Oleksandr Palii, A History of Ukraine, 17.01.2018
The word Ukraine (Ukraina) first appeared in a chronicle in 1187. This happened even before the Mongol invasion, which undermines the Muscovite (Russian) imperial storyline about a “common cradle” of Ukraine with the Russian (Muscovite) people. For a long time, Muscovy (Russia) tried to promote the idea that Ukraina was derived from the word okraina “outskirts, borderland”. This was possible because in conditions of censorship, few researchers even read the chronicles.
An entry in the chronicle for 1187 mentions that the Pereyaslav's Prince, Volodymyr Hlibovych, was “mourned by all of Ukraine”. The Pereyaslav Principality was one of the principalities of Rus’ proper (which included the principalities of Kyiv, Chernihiv, Pereyaslav and Novhorod-Siverskyi at the time).
Much of the Pereyaslav Principality was further situated from the borders of Rus’ than Kyiv itself. Therefore, the word “Ukraine” could not mean the outskirts of the principality. Most important, it would be absurd to assume that the prince was mourned by precisely borderlands rather than the entire principality.

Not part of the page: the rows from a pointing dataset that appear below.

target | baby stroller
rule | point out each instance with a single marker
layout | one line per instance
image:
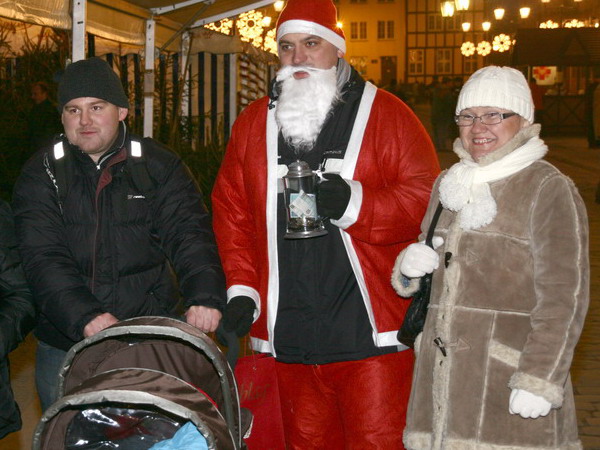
(139, 382)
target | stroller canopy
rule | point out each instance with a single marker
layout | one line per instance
(149, 370)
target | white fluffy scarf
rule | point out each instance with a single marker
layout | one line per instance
(465, 187)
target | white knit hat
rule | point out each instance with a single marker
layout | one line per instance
(500, 87)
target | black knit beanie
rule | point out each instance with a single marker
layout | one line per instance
(91, 77)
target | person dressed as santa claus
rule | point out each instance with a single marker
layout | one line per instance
(324, 306)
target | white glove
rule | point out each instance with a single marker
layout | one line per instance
(528, 405)
(419, 259)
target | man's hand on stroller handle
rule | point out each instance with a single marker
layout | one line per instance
(98, 324)
(204, 318)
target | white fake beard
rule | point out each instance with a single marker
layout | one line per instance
(303, 105)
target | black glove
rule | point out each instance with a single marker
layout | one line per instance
(239, 314)
(333, 196)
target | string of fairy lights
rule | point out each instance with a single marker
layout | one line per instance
(252, 27)
(503, 42)
(256, 28)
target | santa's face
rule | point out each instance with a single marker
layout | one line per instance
(301, 49)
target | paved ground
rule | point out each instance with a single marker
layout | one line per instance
(570, 155)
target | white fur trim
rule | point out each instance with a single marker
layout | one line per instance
(59, 150)
(402, 288)
(304, 26)
(389, 338)
(538, 386)
(271, 219)
(260, 345)
(350, 215)
(421, 440)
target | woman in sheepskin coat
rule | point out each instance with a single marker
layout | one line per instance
(510, 284)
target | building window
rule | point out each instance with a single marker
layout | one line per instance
(434, 22)
(415, 62)
(358, 30)
(454, 23)
(385, 30)
(359, 63)
(443, 60)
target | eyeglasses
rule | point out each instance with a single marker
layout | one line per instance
(466, 120)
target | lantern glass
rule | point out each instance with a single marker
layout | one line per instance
(447, 9)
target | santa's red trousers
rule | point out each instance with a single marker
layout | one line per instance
(346, 405)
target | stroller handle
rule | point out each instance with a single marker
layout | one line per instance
(232, 342)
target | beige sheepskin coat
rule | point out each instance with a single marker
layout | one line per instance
(509, 305)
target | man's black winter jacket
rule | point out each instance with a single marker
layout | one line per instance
(113, 248)
(16, 316)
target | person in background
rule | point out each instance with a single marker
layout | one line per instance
(110, 226)
(510, 286)
(17, 316)
(442, 103)
(323, 306)
(537, 94)
(44, 120)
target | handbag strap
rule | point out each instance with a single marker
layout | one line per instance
(434, 220)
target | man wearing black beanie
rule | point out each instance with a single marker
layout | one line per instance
(106, 221)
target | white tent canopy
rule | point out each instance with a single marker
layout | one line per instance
(153, 24)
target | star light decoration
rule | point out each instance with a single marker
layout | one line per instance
(574, 24)
(501, 43)
(250, 26)
(467, 49)
(549, 24)
(222, 26)
(270, 42)
(484, 48)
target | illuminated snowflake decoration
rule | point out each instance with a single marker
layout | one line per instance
(270, 42)
(574, 24)
(223, 26)
(467, 49)
(484, 48)
(501, 43)
(548, 24)
(250, 27)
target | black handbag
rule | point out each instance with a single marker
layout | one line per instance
(414, 319)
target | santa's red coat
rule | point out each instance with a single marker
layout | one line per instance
(392, 165)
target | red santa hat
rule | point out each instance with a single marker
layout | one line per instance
(316, 17)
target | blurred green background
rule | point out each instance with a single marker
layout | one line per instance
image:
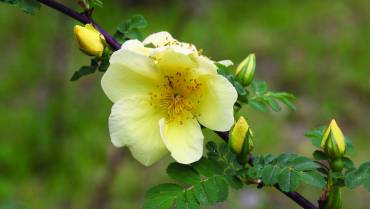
(55, 151)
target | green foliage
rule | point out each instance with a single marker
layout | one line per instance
(28, 6)
(202, 183)
(229, 75)
(100, 64)
(360, 176)
(201, 189)
(261, 98)
(287, 170)
(130, 29)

The Great Prince Sviatoslav II Yaroslavych with his family, life-time illumination from the Izbornik of Sviatoslav, 1073.
In the year 1189 the chronicle mentions Prince Rostyslav Berladyk, that he came to "Galician Ukraine" (a prince would come to principality to rule it as one entity rather than some of its border regions). The Galician-Volhynian chronicle has the following entry for 1213: "Danylo returned home and traveled with his brother and accepted Berestii, Uhrovesk, Vershchyn, Stolpe, Komov and all of Ukraine".
Again, this is a reference not to outskirts but to the entire principality of Zabuzhia with the center in Uhrovesk (now a settlement in the village of Novo-uhruzke in Luboml county of Volyn Oblast).
The chronicles also wrote about Polish princes who, after a military expedition to Galicia and Volhynia, returned "to their Ukraine", i.e. to their own principality.
Silver coin, minted under Grand Prince Volodymyr the Great in Kyiv, c. 1000 AD
Furthermore, there was no principality, state or other entity whose outskirts could include Chernihiv Ukraine, Siverskyi Ukraine and, all the more so, Kyiv Ukraine.
The use of the word Ukraine in the literature from the 12th until the 15th century clearly shows that this term was a synonym for "principality" or "land". The modern Ukrainian word kraina means country.
Therefore, Ukraine is a more recent name for Rus’, just like France for Gaul and Spain for Iberia. Before the Anglo-Saxon conquest, modern Great Britain was called Britain, then Albion and later England. China changed its name with each subsequent ruling dynasty. Muscovy (Russia) was called the USSR just recently, the Muscovite Kingdom prior to that, and Zalesye and Suzdal in its earliest times.